1) i am using the following link as a guide and as it is written in the first paragraph i need to install an Inference Ingest Processor. How can i install it? (i am not familiar with Java and new in elasticsearch) https://www.elastic.co/de/blog/multilingual-search-using-language-identification-in-elasticsearch
2) Elasticsearch offers language Analyzer for many languages i will need to configure Analyzers in 8 languages if i follow this link https://www.elastic.co/guide/en/elasticsearch/reference/current/analysis-lang-analyzer.html i will have to create 8 different custom analyzers which is quite long.

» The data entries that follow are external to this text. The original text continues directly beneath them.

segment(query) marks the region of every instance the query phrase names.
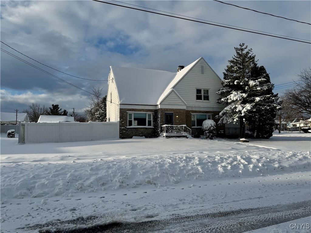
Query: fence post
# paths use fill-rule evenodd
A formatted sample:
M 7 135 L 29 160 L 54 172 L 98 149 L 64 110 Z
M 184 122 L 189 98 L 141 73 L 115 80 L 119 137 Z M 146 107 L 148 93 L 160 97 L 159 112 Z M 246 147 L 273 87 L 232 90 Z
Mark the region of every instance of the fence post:
M 58 121 L 57 122 L 57 123 L 58 123 L 58 140 L 57 140 L 57 142 L 62 142 L 62 139 L 60 138 L 60 137 L 62 136 L 61 134 L 61 130 L 60 130 L 60 127 L 61 127 L 61 121 Z
M 89 121 L 88 122 L 90 125 L 89 126 L 89 128 L 90 129 L 89 134 L 90 134 L 90 140 L 92 141 L 93 140 L 92 139 L 92 136 L 93 136 L 93 124 L 91 121 Z
M 27 143 L 27 128 L 28 126 L 28 122 L 26 122 L 26 121 L 24 121 L 24 122 L 25 123 L 25 129 L 24 130 L 24 135 L 25 135 L 25 143 Z
M 18 143 L 21 143 L 21 120 L 18 121 Z

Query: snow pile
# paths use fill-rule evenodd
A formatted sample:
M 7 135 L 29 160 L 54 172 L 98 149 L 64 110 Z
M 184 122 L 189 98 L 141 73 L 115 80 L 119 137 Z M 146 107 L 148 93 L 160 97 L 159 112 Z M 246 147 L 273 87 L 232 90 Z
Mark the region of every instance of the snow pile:
M 164 187 L 186 181 L 309 171 L 310 158 L 309 152 L 267 150 L 7 163 L 1 167 L 1 192 L 2 199 L 72 196 L 143 185 Z

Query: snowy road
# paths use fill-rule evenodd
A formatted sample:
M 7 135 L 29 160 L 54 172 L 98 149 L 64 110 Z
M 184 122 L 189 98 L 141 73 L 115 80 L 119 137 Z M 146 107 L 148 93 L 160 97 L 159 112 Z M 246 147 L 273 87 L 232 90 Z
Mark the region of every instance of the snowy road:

Is there any shorter way to write one setting for 8 languages?
Upvotes: 2
Views: 1986
Reputation: 32376
First as mentioned in the blog an Inference Ingest Processor
is a Machine learning(ML) feature and unless you have a use case you don't need it, also it's part of X-pack and not the core Elasticsearch so you might have to enable X-pack module and buy if it's not included in the basic tier of X-pack.
Coming to your second question, As mentioned in the blog two approaches one is having a separate index for each language that way you don't have to define all the language-specific field and, Second way which we use is the one field for each language and all the languages will the part of the same index.
There is no overhead of maintaining 8 custom analyzers as most of the analyzer are inbuilt, you can check Elasticsearch language analyzers which all are supported in your use case. And others, if you have to create it, will be just one-time effort and would be part of your setting and mapping.
Below is one example index mapping of per field approach where I am using the inbuilt analyzer of most common languages.
{
"mappings": {
"properties": {
"en": {
"type": "text",
"analyzer": "english"
},
"russian": {
"type": "text",
"analyzer": "russian"
},
"spanish": {
"type": "text",
"analyzer": "spanish"
},
"swedish": {
"type": "text",
"analyzer": "swedish"
}
}
}
}
Upvotes: 1